(Business in Cameroon) - On October 21, 2020, the administrative board of the IMF (in the framework of its rapid credit facility aimed at providing financial support to help countries fight the coronavirus pandemic) approved a second disbursement for Cameroon. The volume of this disbursement is US$156 million (CFAF86.2 billion).
This disbursement included, the volume of funds provided to Cameroon in the framework of the rapid credit facility (RCF) amounts to US$382 million (CFAF211.3 billion). All these funds are aimed at helping Cameroon implement the response program elaborated for the coronavirus pandemic, whose first case was confirmed in the country in March 2020.
According to the IMF, since the approval of Cameroon’s first rapid credit facility request on May 4, 2020, the weak external demand from the countries’ main commercial partners and the pronounced impacts of the containment measures worsened the countries growth prospects as well as external and fiscal positions.
Consequently, “urgent balance of payments needs arising from the pandemic have increased, with the financing gap now estimated at CFAF 917 billion (ed.note: CFAF628 billion in June 2020),” the IMF writes. Therefore, the institution believes, the current financial support will help address Cameroon’s “urgent financing needs to mitigate the impact of the pandemic.”
On closer analysis, apart from being released because Cameroon faces urgent financing needs, this financial support was provided because the Bretton Woods institution is satisfied with the response strategy initiated by Cameroon in March 2020, once it confirmed the presence of the virus on its territory.
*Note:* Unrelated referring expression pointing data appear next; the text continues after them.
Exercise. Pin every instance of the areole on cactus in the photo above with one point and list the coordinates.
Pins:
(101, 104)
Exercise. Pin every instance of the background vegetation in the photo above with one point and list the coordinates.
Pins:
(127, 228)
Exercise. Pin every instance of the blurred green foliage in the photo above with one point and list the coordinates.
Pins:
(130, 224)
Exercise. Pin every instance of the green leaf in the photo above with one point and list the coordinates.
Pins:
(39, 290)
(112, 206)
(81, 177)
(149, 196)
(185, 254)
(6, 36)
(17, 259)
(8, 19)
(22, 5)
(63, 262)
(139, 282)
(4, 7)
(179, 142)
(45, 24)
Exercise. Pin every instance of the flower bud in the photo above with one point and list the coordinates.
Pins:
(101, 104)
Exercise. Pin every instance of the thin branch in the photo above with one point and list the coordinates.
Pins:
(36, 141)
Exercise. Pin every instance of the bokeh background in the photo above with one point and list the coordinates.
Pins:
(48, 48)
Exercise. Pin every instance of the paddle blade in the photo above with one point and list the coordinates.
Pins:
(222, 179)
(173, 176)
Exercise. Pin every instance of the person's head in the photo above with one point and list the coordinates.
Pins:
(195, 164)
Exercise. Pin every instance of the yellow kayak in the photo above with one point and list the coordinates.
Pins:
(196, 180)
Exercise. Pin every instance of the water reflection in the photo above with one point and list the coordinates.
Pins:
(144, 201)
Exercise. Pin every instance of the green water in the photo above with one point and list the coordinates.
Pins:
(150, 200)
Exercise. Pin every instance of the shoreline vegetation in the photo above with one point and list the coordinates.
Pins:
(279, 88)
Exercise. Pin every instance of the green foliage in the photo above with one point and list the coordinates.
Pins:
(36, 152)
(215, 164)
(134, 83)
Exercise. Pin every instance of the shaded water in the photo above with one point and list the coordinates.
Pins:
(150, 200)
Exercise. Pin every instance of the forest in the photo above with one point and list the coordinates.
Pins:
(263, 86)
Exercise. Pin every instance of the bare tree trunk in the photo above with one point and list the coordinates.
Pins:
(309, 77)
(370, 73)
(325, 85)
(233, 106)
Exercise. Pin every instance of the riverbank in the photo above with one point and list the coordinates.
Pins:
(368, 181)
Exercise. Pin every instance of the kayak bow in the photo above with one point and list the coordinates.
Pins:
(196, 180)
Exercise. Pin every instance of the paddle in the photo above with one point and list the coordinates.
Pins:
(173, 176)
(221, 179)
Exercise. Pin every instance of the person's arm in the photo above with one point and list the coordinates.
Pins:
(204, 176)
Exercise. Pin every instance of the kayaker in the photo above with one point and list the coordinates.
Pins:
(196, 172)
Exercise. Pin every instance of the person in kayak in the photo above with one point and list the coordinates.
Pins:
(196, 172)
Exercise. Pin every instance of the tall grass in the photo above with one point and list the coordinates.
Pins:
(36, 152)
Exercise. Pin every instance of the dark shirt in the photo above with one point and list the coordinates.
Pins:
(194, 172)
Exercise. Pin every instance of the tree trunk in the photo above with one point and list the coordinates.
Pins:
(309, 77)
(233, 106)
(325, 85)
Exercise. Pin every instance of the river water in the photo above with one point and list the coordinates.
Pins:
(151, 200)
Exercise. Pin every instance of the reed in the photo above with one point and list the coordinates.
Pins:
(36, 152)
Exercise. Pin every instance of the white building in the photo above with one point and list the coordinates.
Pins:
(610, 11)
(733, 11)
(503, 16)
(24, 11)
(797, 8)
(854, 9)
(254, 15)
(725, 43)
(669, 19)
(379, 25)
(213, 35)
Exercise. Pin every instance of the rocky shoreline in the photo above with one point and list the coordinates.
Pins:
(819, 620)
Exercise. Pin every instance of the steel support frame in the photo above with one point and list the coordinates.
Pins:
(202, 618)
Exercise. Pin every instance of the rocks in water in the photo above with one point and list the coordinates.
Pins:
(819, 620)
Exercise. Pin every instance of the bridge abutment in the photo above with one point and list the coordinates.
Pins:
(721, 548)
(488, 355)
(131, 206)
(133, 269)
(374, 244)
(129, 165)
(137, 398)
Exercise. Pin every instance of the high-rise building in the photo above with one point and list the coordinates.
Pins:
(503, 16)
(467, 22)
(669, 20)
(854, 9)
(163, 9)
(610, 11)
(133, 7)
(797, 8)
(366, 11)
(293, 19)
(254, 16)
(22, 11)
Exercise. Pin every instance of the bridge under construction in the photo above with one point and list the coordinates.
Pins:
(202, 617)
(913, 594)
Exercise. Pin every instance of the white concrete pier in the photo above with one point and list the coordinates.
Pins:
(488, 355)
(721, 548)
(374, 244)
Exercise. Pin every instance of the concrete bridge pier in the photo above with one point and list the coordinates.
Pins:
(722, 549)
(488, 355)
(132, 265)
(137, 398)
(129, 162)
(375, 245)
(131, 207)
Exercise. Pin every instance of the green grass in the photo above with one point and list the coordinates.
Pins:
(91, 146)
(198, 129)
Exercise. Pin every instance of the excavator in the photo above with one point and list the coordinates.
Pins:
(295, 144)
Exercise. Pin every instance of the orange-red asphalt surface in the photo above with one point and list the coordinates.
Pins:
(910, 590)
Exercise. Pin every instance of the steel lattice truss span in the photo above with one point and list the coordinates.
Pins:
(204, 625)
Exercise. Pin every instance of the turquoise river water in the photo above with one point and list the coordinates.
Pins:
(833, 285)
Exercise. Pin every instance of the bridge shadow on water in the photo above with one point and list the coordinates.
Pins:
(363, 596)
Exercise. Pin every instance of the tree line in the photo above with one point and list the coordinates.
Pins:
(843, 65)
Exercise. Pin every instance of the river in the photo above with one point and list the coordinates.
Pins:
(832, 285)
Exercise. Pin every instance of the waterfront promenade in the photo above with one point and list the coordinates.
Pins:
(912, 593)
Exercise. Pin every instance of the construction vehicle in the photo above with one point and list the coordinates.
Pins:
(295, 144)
“The authorities have been proactive in responding to the COVID-19 pandemic and are stepping up their efforts to contain the spread of the disease, boost health and social protection spending, and provide temporary support to affected businesses and households. In that regard, they adopted a series of measures including a revised budget with a larger deficit to accommodate automatic stabilizers and crisis-related emergency spending; a three-year preparedness and response (P&R) plan against the pandemic as well as the creation of a COVID Special Account ,” the institution adds.